On Sep 29, 2010, at 12:16 PM, Joshua Bell wrote:

> On Wed, Sep 29, 2010 at 12:00 PM, alan@mechnicality.com <alan@mechnicality.com> wrote:
> On 09/29/2010 11:12 AM, Oliver Hunt wrote:
> To avoid byte order issues purely on the client side it is important to not try to use any tricks when writing down data.  eg. if you want to fill a buffer with inidividual bytes you should use a byte array, if you want to store int32s you should use an int32 view, etc.  Otherwise you open up the possibility of byte order problems on the client side.
> So if I fill a buffer  with bytes that represent 'int32' data on the server how do I know which byte order the client expects the data to be in? That was the point of my original question. I realize that I can *assume* that byte order is little-endian for most common web browser implementations on Intel platforms. Obviously, I can also read headers from the request to determine the browser/OS - but that's hit and miss.
> The usage that the spec implies to me is as follows:
> // Grab the data
> var uint8_array = ImaginarySynchronousXHRBinaryDataFetch(url);
> var network_view = new DataView(uint8_array.buffer);
> // Since you produced the resource, you know the endian-ness:
> var network_endian = false; // big-endian 
> // Now massage the data
> var native_array = new Uint32Array(size);
> for( var i = 0; i < size; ++i ) {
>     native_array[i] = network_view.getUint32(i, network_endian);
> }
> While the above looks a bit silly in this case, I imagine the more common case will be where the data format is more complex so the massaging will not be a simple loop copying 32 bits at a time, e.g. reading raster or mesh binary file formats.
> However, what I see your questions implying should also work:
> var BIG_ENDIAN = new Uint16Array(new Uint8Array([0x12, 0x34]).buffer)[0] === 0x1234;
> var uint8_buffer;
> if (BIG_ENDIAN) {
>     uint8_array = ImaginarySynchronousXHRBinaryDataFetch(url + "?big_endian");
> }
> else {
>     uint8_array = ImaginarySynchronousXHRBinaryDataFetch(url + "?little_endian");
> }
> var native_array = new Uint32Array(uint8_array.buffer);
> This just pushes the processing from the client to the server, which is an application-specific trade-off to make.

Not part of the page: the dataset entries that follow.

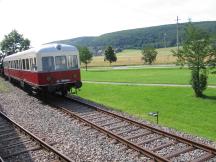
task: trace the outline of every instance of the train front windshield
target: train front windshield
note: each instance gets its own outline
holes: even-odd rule
[[[62,71],[78,68],[78,59],[76,55],[71,56],[49,56],[42,57],[43,71]]]
[[[55,70],[54,58],[52,56],[42,57],[42,69],[43,71],[54,71]]]

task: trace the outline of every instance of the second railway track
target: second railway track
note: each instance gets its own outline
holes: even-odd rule
[[[213,147],[136,122],[78,97],[60,100],[50,104],[113,138],[113,143],[123,143],[125,147],[121,149],[133,149],[137,156],[142,154],[150,161],[214,162],[216,159]]]
[[[0,112],[0,162],[72,161]]]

The whole point of the DataView is to avoid hackery in trying to figure out the endianness of the machine. I can't imagine a case where there would be a need to format the data on the server. "network byte order" for internet protocols is big-endian. That doesn't mean you need to ship your data in big-endian format, but your computer is sending and receiving big-endian data constantly, so it needs to deal with already. 

You should pick an endianness and store all your data in that form on the server. Then use DataView to access it and provide the endianness flag that matches the endianness of the data. The implementation should take care of the rest.